Die erste Panzerhaubitze war am Montag noch auf einem Tieflader über Polen unterwegs. Sie kommt aus Litauen und muss den Weg über derzeit teils verschneite Überlandstraßen nehmen. Von nun an sollen die beim Fronteinsatz verschlissenen Waffensysteme aber direkt aus der Ukraine in die Slowakei gebracht werden. Das dauere nur drei bis vier Tage, sagt ein Vertreter des ukrainischen Militärs, der sich für die „ganz entscheidende Hilfe“ bedankt. Dass ukrainische Techniker künftig gleich mitausgebildet werden könnten, ist eine Hoffnung.

Deutschland hat der Ukraine bisher 14 Stück der Panzerhaubitze 2000, 5 Mehrfachraketenwerfer Mars und 30 Flugabwehrkanonenpanzer Gepard übergeben. Es sollen noch 7 weitere Gepard geliefert werden. Zudem wurden 50 gepanzerte Mannschaftransporter vom Typ Dingo überlassen. Zunächst konzentrieren sich die Reparaturarbeiten auf dieses Militärgerät, wobei aus Deutschland auch Waffen anderer Hersteller an die Ukraine übergeben wurden. Denkbar ist, dass sich auch andere deutsche Unternehmen der Infrastruktur bedienen. Andere Nationen haben Interesse erkennen lassen, sich zu beteiligen. Die Niederlande haben acht Panzerhaubitzen, die Italiener drei überlassen.

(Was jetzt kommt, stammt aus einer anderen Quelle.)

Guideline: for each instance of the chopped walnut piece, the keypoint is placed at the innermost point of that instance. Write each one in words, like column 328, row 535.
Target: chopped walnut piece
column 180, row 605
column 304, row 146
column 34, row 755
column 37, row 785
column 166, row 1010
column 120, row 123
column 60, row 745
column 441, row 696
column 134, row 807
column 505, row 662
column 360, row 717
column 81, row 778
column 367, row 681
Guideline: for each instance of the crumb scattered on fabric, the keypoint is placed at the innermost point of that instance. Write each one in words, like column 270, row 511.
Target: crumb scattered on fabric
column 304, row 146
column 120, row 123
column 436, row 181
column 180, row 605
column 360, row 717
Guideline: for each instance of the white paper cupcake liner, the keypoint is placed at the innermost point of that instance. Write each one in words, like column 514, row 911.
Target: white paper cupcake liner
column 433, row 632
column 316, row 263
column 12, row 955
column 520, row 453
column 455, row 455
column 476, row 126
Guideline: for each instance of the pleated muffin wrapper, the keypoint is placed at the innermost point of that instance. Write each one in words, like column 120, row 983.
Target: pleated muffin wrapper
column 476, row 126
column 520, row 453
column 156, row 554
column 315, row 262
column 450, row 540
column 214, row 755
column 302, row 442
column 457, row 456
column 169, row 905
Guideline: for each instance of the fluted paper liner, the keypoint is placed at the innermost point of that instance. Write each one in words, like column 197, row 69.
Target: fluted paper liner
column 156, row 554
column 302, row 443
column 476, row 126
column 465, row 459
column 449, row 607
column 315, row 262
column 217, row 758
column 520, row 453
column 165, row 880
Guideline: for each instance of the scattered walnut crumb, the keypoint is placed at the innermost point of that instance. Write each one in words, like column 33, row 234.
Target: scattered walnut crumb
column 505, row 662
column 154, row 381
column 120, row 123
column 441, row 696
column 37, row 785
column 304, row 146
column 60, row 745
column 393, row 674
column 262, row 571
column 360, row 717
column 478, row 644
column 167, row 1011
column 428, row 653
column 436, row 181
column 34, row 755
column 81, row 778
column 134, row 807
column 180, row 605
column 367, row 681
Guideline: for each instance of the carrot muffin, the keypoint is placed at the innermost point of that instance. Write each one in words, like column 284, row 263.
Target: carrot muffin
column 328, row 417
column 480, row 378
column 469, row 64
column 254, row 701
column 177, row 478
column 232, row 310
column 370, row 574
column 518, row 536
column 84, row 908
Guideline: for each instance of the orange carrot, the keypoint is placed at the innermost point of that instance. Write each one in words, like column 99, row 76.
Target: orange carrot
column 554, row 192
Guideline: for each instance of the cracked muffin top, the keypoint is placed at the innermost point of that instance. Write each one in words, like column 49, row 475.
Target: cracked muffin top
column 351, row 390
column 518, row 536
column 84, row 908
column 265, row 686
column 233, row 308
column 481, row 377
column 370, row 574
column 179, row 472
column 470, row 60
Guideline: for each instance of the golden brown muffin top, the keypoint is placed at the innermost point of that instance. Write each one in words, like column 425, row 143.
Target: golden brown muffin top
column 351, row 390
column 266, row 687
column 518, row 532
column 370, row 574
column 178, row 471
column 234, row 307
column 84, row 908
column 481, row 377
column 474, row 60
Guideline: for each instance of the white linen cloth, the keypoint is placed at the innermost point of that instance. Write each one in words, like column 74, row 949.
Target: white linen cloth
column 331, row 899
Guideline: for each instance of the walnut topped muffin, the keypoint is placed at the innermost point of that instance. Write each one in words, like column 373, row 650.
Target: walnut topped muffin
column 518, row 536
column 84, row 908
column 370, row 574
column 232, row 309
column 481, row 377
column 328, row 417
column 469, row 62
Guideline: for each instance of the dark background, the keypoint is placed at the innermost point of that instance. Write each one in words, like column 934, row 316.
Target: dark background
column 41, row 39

Der Reparaturstützpunkt liegt innerhalb eines Kasernengeländes am Rande der Stadt Michalovce. Die Leichtbauhalle ist 40 mal 20 Meter groß, bietet sechs Werkstattplätze unter einer Krananlage und wurde binnen zwei Wochen aus dem Boden gestampft – mit erheblicher Vorleistung des Rüstungsunternehmens.

Von Michalovce dort sind es noch knapp 40 Kilometer bis in die Ukraine. KMW-Chef Ralf Ketzel betont die kurzen Wege. „Wir haben das in den Auslandseinsätzen der Bundeswehr auch immer praktiziert: Man muss vor Ort sein. Und das ist der nächste Ort, den wir hier haben, um der Ukraine die Unterstützung zu liefern, die sie braucht.“ Zunächst stehen Reparaturen wegen Verschleiß, im Falle von Angriffen auf die Fahrzeuge kann im Notfall aus beschädigtem Material ein funktionierendes Waffensystem gebaut werden.

Hoher Verschleiß im Kampfeinsatz

Beim Kampfeinsatz ist die Belastung des Materials wegen der hohen Schussfolge erheblich, wie Experten am Beispiel der Panzerhaubitze 2000 festgestellt haben. Bislang wurde – nach allem was man in Deutschland wissen kann – noch keine Panzerhaubitze 2000 durch das russische Militär zerstört. Doch die Waffensysteme werden an der Grenze der Belastungsfähigkeit eingesetzt – „und darüber hinaus“, hieß es. Ein technischer Wartungsdienst wie in Friedenszeiten könne unter der Intensität des Gefechts nicht eingehalten werden.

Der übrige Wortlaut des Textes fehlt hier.